Maireana integra, commonly known as entire-wing bluebush, is a species of flowering plant in the family Amaranthaceae and is endemic to Australia. It is a shrub with woolly branches, more or less terete leaves and bisexual flowers arranged singly, the glabrous fruiting perianth tube-shaped with a simple, glabrous wing.

==Description==
Maireana integra is a shrub that typically grows to a height of up to 1 m and has branches covered with woolly hairs. Its leaves are arranged alternately, more or less terete, linear to oblong, 5–14 mm long, about 1 mm wide and covered with woolly hairs. The flowers are bisexual and arranged singly. The fruiting perianth is pale to dark brown when dry, with a hemispherical tube 1 mm high and 2.5 mm wide at the top, and glabrous. The wing is simple, glabrous, horizontal and about 10 mm in diameter.

==Taxonomy==
This species was first described in 1965 by Paul G.Wilson who gave it the name Kochia integra in the supplement to J.M.Black's Flora of South Australia from specimens collected near the Rawlinson Range in 1962. In 1975, Paul G. Wilson transferred the species to Maireana as M. integra in the journal Nuytsia. The specific epithet (integra) means 'whole', referring to the ring of the fruit.

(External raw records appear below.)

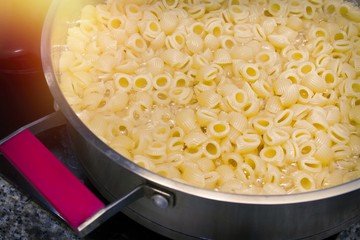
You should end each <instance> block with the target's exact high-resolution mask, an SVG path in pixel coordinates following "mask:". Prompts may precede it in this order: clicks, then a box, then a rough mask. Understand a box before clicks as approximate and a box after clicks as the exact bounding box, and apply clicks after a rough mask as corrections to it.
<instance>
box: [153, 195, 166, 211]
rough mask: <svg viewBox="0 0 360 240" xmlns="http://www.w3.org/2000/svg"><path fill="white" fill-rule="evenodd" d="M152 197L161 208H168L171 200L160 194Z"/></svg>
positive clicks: (158, 206)
mask: <svg viewBox="0 0 360 240" xmlns="http://www.w3.org/2000/svg"><path fill="white" fill-rule="evenodd" d="M151 199H152V201H153V203H154V204H155V206H157V207H159V208H167V207H168V206H169V201H168V200H167V199H166V197H164V196H162V195H160V194H154V195H153V196H152V197H151Z"/></svg>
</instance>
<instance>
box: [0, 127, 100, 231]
mask: <svg viewBox="0 0 360 240" xmlns="http://www.w3.org/2000/svg"><path fill="white" fill-rule="evenodd" d="M0 151H1V152H2V153H3V154H4V156H6V157H7V159H9V161H10V162H11V163H12V164H13V165H14V166H15V167H16V168H17V170H18V171H19V172H20V173H22V174H23V176H25V178H26V179H27V180H28V181H29V182H30V183H32V185H33V186H34V187H35V188H36V189H37V190H38V191H39V193H41V194H42V195H43V197H44V198H45V199H46V200H47V201H48V202H49V203H50V204H51V205H52V206H53V207H54V208H55V209H56V210H57V211H58V213H59V214H60V215H61V216H62V217H63V218H64V219H65V221H67V223H68V224H69V225H70V226H71V227H72V228H73V229H77V228H78V227H79V226H80V225H81V224H82V223H84V222H85V221H86V219H88V218H89V217H91V216H92V215H94V214H95V213H96V212H98V211H99V210H100V209H102V208H104V207H105V205H104V203H102V202H101V201H100V200H99V199H98V198H97V197H96V196H95V195H94V194H93V193H92V192H91V191H90V190H88V189H87V188H86V186H85V185H84V184H83V183H82V182H80V180H79V179H77V178H76V177H75V176H74V175H73V174H72V173H71V171H70V170H69V169H67V168H66V167H65V166H64V165H63V164H62V162H60V161H59V160H58V159H57V158H56V157H55V156H54V155H53V154H52V153H51V152H50V151H49V150H48V149H47V148H46V147H45V146H44V145H43V144H42V143H41V142H40V141H39V140H38V139H37V138H36V137H35V136H34V135H33V134H32V133H31V132H30V131H29V130H27V129H26V130H24V131H22V132H20V133H18V134H17V135H15V136H14V137H12V138H10V139H9V140H7V141H6V142H4V143H3V144H1V145H0Z"/></svg>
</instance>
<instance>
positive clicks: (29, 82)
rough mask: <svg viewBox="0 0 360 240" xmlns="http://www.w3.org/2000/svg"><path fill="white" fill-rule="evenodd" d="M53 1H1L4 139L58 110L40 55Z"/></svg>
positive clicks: (45, 0)
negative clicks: (51, 1)
mask: <svg viewBox="0 0 360 240" xmlns="http://www.w3.org/2000/svg"><path fill="white" fill-rule="evenodd" d="M50 2H51V0H27V1H23V0H11V1H0V138H3V137H5V136H6V135H8V134H10V133H11V132H13V131H15V130H16V129H18V128H19V127H21V126H23V125H25V124H28V123H30V122H32V121H34V120H36V119H38V118H40V117H43V116H45V115H47V114H48V113H50V112H53V111H54V110H53V98H52V96H51V94H50V91H49V88H48V86H47V83H46V80H45V77H44V74H43V69H42V64H41V56H40V42H41V31H42V26H43V22H44V20H45V16H46V12H47V9H48V7H49V4H50Z"/></svg>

==Distribution and habitat==
This species of Maireana usually grows in loam or clay in saline flats and claypans and is found from the Carnarvon, Central Ranges, Coolgardie, Gibson Desert, Great Victoria Desert, Little Sandy Desert, Murchison, Nullarbor and Pilbara bioregions of Western Australia, and west through South Australia, the southern Northern Territory and Queensland to the western plains of New South Wales.